With much of our health information being migrated to the virtual world, Vancouver Coastal Health Research Institute researchers Leanne Currie and Chantelle Recsky examine the incidence of technology-associated errors.
“As technology is deployed in the health care setting, its use is resulting in a new set of medical errors and unintended consequences.”
“While technology has been good at dealing with many factors that used to cause medical errors in the past—such as illegible handwriting—there is a subset of problems caused by technology that should be accounted for and addressed going forward,” says Recsky.
For example, Currie cites a case in the United States where a young patient1 received 38 antibiotic pills instead of the normally prescribed single pill. Several factors contributed to this incident, including software that was programmed to provide weight-based dosing for patients under a certain age. Also at issue was not requiring that human eyes review medications during night shifts, coaching clinicians to ignore software system alert notifications and an overreliance on the accuracy of the software.
“The patient had a seizure, but survived without any long-term consequences,” says Currie. “This kind of incident is happening in Canadian health care settings and, up until now, it has not been well understood.”
Reporting system is the first in the world to monitor technology’s role in medical errors
Currie and Recsky’s research looks at incident reports submitted to the BC Patient Safety and Learning System (BCPSLS)—a web-based tool used to report and learn from adverse events, near misses and hazards that occur in the delivery of health care. Their analysis focuses on primary care and community settings at Vancouver Coastal Health (VCH).
Prior to this two-year study, a question was added to the BCPSLS that asks: “Was a computer involved in this event?” The research team began tracking responses from non-acute settings in November 2016.
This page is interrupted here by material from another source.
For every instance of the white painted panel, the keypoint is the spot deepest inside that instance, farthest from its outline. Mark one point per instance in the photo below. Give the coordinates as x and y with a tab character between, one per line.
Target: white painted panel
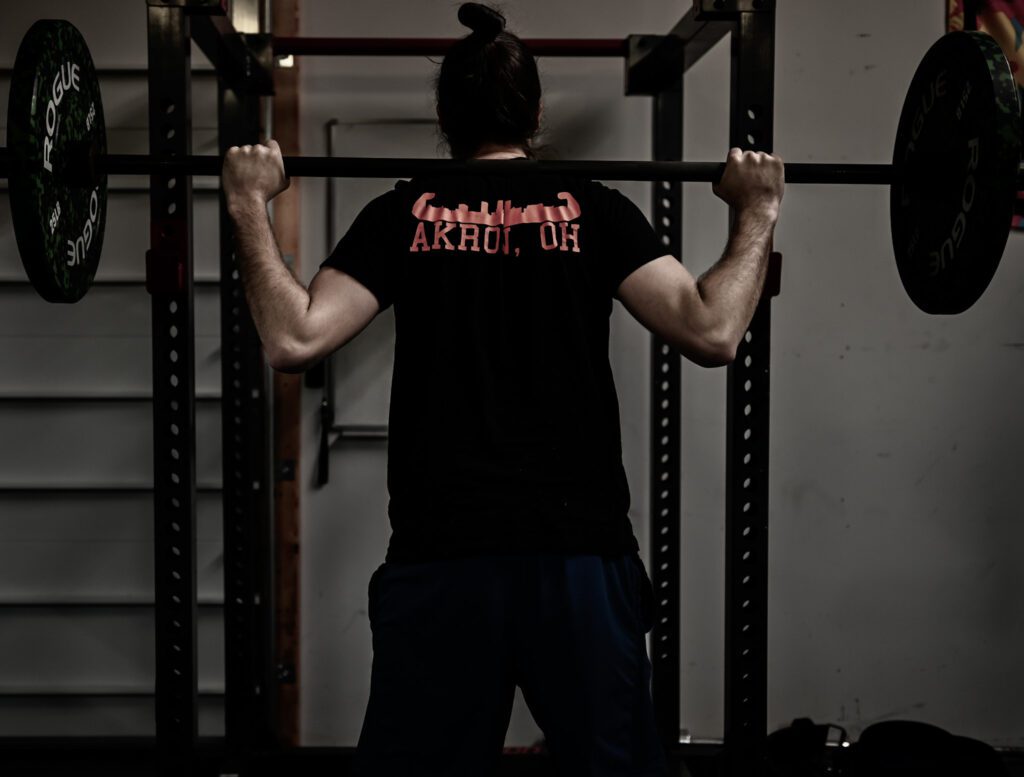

“BCPSLS is one of the first systems in the world to include a question about computer involvement in a reported adverse event, near miss or hazard.”
In a community setting, adverse events could include such things as a privacy breach in which medical files belonging to one patient end up in the hands of another, says Currie, who is supervising the project. “If software fails, a referral may not get transmitted and the patient may not receive a follow-up appointment request.”
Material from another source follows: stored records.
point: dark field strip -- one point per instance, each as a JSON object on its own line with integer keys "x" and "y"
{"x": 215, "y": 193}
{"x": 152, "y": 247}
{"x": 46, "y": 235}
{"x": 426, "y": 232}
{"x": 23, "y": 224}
Included in their study is a review of VCH information technology (IT) help desk requests that seem to be related to a technology problem. In addition, the research team is conducting a systematic systems analysis with a sociotechnical approach to take a deep dive into a single adverse event reported during the study period.
“The systematic systems analysis is an advanced method of patient safety learning to better understand the context of an adverse event, such as the place it occurred, health care unit involved and umbrella organization,” notes Recsky.
The final part of their study, which is also Recsky’s doctoral dissertation, will examine the potential risks associated with an individual piece of technology based on previously reported risks and data about how it was used by clinicians.
Currie and Recsky plan on using their study results to develop a best practices toolkit that can help clinicians identify and mitigate technology mediated adverse events.
“We want health care organizations to be aware of the role technology can play in medical errors, and methods they can use to minimize the probability of unintended consequences associated with technology,” says Recsky. “We are very fortunate to have the opportunity to partner with VCH for this research, and hope to help improve care for patients both locally and beyond.”
This study is conducted in partnership with Allison Muniak, executive director of Quality and Safety at VCH, and Lorraine Blackburn, vice-president of Professional Practice and chief clinical information officer at VCH, as part of a CIHR Health Systems Impact Fellowship program.